Koronavirüs salgını sanal yaşamı ortaya çıkarırken esnek çalışma, esnek eğitim vb. süreçler de hayata geçiriliyor. Sanal gerçeklik ya da post gerçeklik, gerçek dünyaya ilişkin bir durumun bilgisayar tarafından yaratılmış üç boyutlu bir görüntü içinde, kullanıcının duygusal olarak algıladığı bir sistemler bütünüdür. Yani gerçeğin yeniden inşa edilmesidir. George Orwell’ın, “Bir toplum gerçeklerden ne kadar uzaklaşırsa, gerçeği söyleyenlerden o kadar nefret eder” sözü, bugün insanlığa dayatıldığını görmemizi sağlıyor.
Post-gerçeklikle postmodernizm, kapitalist modernitenin sadece birer türevi olduğu ve gerçeklerin geniş halk yığınlarından saklanması, kapitalist sömürünün sürdürülebilmesinde önemli bir nokta olduğu, bize yani insana uzak bir kavram olarak algılarımıza oturtulmaktadır. Foucault’un, hangi koşullar altında, hangi iktidar mekanizmalarının, hangi bilgiyi ürettiği ve bu bilgiyi isimlendirip onu nasıl doğallaştırmakta olduğunu belirten sözleri Endüstri 4.0’ın özeti gibi.

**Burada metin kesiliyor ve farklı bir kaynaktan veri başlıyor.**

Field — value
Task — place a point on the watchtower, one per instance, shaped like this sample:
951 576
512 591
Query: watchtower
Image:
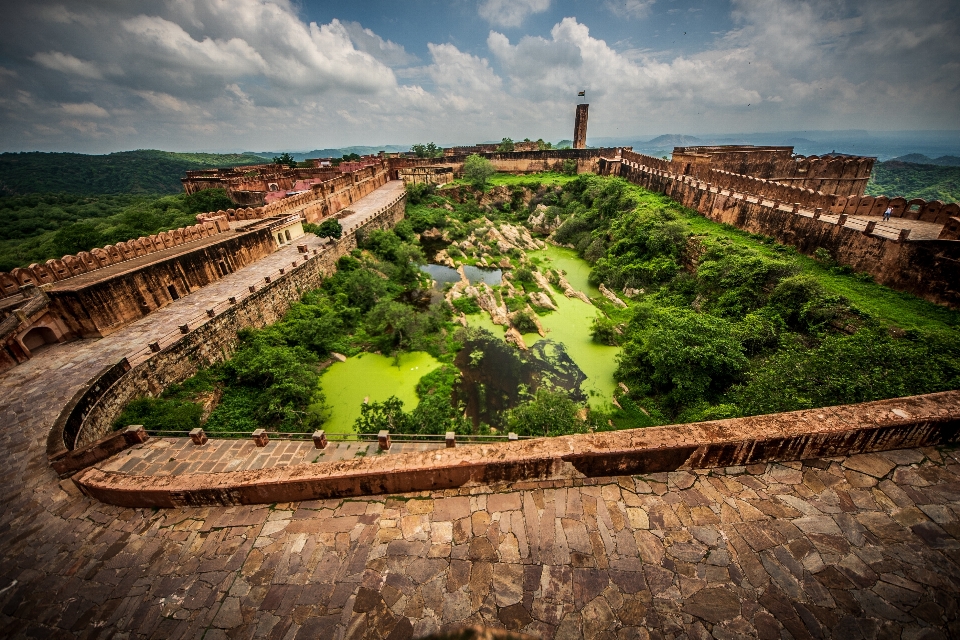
580 127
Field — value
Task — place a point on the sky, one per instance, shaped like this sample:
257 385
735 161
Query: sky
96 76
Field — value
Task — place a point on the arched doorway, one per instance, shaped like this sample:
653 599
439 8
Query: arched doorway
38 337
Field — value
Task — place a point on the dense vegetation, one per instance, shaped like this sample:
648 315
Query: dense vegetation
372 303
124 172
909 180
720 323
38 227
729 324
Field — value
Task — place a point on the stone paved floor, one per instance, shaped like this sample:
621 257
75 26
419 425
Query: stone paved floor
860 547
176 456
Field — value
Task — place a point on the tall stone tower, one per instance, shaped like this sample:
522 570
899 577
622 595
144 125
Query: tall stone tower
580 127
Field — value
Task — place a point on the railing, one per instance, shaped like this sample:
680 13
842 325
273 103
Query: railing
342 437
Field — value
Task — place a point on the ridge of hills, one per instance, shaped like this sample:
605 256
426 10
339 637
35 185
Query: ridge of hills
145 171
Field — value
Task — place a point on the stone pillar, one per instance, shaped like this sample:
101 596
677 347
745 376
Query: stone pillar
319 439
135 434
580 127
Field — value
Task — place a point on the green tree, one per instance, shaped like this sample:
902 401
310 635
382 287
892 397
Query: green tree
284 159
329 228
548 413
477 170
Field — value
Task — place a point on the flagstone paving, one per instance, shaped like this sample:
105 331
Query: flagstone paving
169 456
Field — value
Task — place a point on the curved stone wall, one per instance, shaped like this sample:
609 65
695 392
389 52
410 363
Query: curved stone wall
216 339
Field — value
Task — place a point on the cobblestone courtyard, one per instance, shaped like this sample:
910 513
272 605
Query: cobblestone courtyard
862 547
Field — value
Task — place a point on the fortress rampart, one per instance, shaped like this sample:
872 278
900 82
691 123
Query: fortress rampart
90 416
99 291
928 268
831 175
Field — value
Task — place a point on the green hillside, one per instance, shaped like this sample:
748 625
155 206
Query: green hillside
126 172
909 180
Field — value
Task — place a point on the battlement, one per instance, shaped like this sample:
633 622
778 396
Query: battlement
917 251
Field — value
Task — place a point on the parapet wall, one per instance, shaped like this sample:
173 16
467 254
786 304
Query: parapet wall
70 266
929 268
216 339
832 175
322 200
815 433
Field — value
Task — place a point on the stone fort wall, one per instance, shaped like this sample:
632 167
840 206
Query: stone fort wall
928 268
215 340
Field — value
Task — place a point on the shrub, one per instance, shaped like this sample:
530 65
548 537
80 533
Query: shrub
477 170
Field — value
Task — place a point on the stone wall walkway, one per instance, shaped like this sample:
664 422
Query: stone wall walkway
860 547
176 456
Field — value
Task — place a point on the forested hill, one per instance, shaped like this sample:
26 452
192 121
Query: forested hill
911 180
143 171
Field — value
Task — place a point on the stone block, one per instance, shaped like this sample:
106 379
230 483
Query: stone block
319 439
135 434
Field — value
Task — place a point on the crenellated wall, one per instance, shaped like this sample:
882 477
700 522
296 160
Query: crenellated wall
832 175
214 340
809 220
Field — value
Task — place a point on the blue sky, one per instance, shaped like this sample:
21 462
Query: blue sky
219 75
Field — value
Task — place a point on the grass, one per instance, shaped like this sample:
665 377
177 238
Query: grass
533 180
891 307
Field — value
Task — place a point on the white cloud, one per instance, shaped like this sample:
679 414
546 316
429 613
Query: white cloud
84 109
510 13
67 64
387 52
630 9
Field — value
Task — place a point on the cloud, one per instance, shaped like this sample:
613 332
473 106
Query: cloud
84 109
257 74
510 13
630 9
67 63
387 52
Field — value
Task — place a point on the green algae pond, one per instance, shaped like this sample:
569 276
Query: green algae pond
567 357
570 326
374 378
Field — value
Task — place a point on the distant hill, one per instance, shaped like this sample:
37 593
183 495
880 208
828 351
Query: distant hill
300 156
673 140
919 158
130 172
912 180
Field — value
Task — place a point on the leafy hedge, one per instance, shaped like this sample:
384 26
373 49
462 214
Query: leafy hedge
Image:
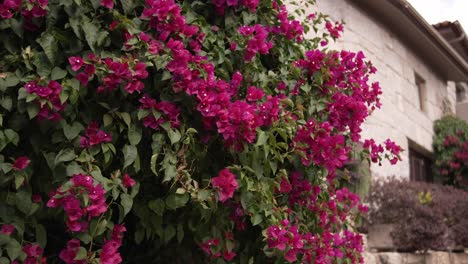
425 216
171 132
450 145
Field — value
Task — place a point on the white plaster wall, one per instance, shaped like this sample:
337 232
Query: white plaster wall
400 117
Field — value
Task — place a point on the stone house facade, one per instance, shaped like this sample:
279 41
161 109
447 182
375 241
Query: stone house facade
418 69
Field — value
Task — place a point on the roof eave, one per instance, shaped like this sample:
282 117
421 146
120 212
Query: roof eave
404 20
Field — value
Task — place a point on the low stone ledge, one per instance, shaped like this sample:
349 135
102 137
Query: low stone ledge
432 257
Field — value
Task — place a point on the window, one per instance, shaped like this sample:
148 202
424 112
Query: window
421 85
460 93
420 166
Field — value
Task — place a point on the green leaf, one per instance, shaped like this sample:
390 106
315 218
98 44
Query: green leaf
101 227
170 172
17 26
23 201
153 164
71 132
74 168
7 103
126 118
58 74
134 135
130 155
33 110
81 254
12 136
49 45
262 138
65 155
203 195
41 235
19 180
91 33
180 233
157 206
256 219
13 249
128 6
107 119
127 202
174 201
174 136
4 260
85 237
169 233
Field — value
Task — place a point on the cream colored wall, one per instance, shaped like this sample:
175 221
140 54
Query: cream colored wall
400 117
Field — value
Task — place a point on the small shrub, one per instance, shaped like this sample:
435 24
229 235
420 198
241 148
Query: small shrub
426 216
450 144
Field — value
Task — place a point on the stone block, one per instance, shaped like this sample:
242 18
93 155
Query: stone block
379 237
438 258
370 258
410 258
390 258
460 258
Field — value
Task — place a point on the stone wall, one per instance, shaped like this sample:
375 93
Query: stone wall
435 257
400 117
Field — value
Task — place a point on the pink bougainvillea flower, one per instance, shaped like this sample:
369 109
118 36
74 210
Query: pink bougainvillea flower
21 163
7 229
254 94
226 183
76 62
94 136
285 185
127 181
68 254
107 3
36 198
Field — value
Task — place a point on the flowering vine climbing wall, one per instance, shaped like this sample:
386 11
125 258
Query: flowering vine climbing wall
178 131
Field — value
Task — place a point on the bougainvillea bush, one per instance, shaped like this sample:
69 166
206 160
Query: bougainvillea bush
425 216
450 145
178 132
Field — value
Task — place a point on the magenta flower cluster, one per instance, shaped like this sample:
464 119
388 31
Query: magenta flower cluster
114 73
213 248
258 41
48 99
225 183
377 150
221 5
79 211
334 243
94 136
28 9
159 113
321 145
109 252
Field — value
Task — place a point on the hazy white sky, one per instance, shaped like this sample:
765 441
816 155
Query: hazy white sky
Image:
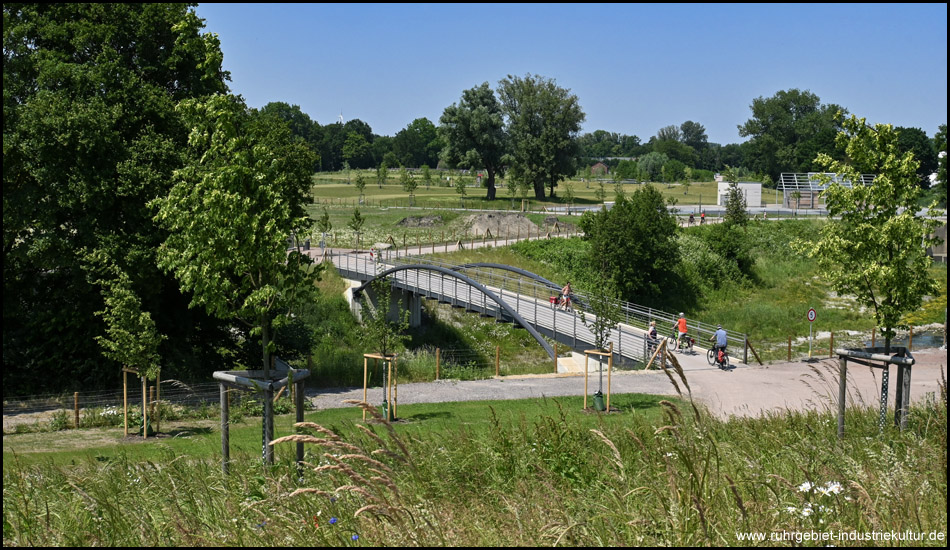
635 68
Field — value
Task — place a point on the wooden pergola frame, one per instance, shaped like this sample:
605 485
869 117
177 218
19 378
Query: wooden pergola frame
392 389
125 399
610 365
876 358
253 380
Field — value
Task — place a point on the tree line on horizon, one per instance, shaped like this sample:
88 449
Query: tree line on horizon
785 131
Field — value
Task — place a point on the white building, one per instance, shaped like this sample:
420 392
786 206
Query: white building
751 191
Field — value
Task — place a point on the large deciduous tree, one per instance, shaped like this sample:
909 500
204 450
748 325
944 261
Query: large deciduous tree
544 121
473 133
873 245
634 244
90 136
233 206
787 131
417 144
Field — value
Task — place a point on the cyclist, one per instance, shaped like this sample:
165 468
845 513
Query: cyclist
652 337
680 327
566 296
721 340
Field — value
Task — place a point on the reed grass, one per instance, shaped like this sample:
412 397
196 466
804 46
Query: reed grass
672 475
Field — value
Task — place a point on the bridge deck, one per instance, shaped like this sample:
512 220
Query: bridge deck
528 299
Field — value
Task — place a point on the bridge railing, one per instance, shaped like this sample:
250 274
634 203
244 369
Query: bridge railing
527 296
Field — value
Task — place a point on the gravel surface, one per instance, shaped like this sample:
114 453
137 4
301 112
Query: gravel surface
744 391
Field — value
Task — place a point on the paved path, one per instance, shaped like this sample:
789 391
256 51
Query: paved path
744 391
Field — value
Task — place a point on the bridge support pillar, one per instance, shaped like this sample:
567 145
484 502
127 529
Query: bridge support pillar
399 300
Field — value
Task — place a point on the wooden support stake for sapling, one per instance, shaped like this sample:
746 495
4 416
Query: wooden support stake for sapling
497 363
125 401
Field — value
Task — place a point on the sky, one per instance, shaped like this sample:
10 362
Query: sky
635 68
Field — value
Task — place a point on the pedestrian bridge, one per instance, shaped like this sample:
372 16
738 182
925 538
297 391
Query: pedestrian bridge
517 296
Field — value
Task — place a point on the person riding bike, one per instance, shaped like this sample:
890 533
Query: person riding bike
566 297
680 327
721 339
652 340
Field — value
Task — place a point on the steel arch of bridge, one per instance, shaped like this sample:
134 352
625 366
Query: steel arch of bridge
474 284
513 269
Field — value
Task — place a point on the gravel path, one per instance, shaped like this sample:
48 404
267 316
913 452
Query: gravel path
744 391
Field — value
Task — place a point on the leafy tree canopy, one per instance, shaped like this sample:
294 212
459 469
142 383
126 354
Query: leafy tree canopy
787 131
90 136
873 247
473 133
635 243
543 124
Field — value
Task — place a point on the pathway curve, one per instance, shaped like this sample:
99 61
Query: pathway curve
742 392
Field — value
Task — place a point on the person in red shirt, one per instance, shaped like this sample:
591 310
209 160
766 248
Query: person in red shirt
680 327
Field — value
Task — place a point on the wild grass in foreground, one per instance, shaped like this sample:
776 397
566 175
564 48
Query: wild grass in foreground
565 478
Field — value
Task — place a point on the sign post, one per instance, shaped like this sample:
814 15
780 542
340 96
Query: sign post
811 321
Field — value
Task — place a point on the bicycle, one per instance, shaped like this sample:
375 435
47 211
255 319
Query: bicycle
713 360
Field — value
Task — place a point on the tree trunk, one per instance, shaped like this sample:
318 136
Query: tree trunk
268 427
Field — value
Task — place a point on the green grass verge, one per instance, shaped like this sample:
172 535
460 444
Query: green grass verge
534 473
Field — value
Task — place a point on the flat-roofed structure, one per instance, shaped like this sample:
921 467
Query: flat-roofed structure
804 190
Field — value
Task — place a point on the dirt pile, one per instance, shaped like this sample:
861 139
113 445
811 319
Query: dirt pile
500 225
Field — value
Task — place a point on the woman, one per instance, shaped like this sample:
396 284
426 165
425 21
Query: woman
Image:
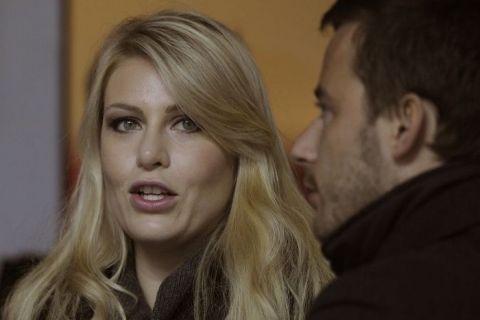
185 207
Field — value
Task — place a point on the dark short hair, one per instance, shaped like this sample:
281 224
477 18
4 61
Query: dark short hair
427 47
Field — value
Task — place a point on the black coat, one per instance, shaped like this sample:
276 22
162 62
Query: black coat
413 254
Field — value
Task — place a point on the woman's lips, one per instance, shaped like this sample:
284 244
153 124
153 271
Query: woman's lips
152 203
151 197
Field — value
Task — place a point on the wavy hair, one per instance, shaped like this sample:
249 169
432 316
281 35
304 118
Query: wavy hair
264 249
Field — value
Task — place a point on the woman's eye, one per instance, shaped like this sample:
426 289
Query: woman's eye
186 124
125 125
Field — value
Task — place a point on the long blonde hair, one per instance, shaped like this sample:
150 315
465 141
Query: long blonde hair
264 250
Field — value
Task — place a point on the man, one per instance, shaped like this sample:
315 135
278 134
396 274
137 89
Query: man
393 161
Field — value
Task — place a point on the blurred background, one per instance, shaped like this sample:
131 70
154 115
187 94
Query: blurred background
46 48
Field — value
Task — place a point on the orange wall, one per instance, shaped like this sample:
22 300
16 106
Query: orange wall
282 34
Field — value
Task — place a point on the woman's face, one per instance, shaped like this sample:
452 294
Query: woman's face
166 182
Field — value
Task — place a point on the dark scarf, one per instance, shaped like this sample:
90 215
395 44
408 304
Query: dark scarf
422 211
174 300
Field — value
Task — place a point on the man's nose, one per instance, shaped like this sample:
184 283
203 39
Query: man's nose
304 149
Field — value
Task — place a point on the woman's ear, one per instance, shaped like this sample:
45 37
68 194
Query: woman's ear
409 127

Günümüzde tüm değerler post-modern hale getirildi. Post-modernleşen değerler gerçek olmayana yani gerçeküstüne olan ilgiyi arttırmaktadır. Küreselleşme sürecinde itibar ve kabul görme, onaylanma gibi içsel ihtiyaçların parasal alan üzerinden sağlandığı yanılsaması yaratılmıştır. Bunun yanında yok edilen doğal yaşam, ormanlar, tarım arazileri, su havzaları vd. yaşamsal değerler ve naklen yayınlanan savaşlara tepki verme biçimimizin bu sanal süreçle uyumluluk içinde olduğunu görebilmekteyiz. Newroz ve 1 Mayıs eylemlerine yönelik, sanal ortamalarda veya evlerimizde kutlama çağrılarında her ne kadar salgın gerekçe gösterilse de bizlere dayatılan sanal sürece epey alışmaya başladığımızın ciddi işaretleri vardır.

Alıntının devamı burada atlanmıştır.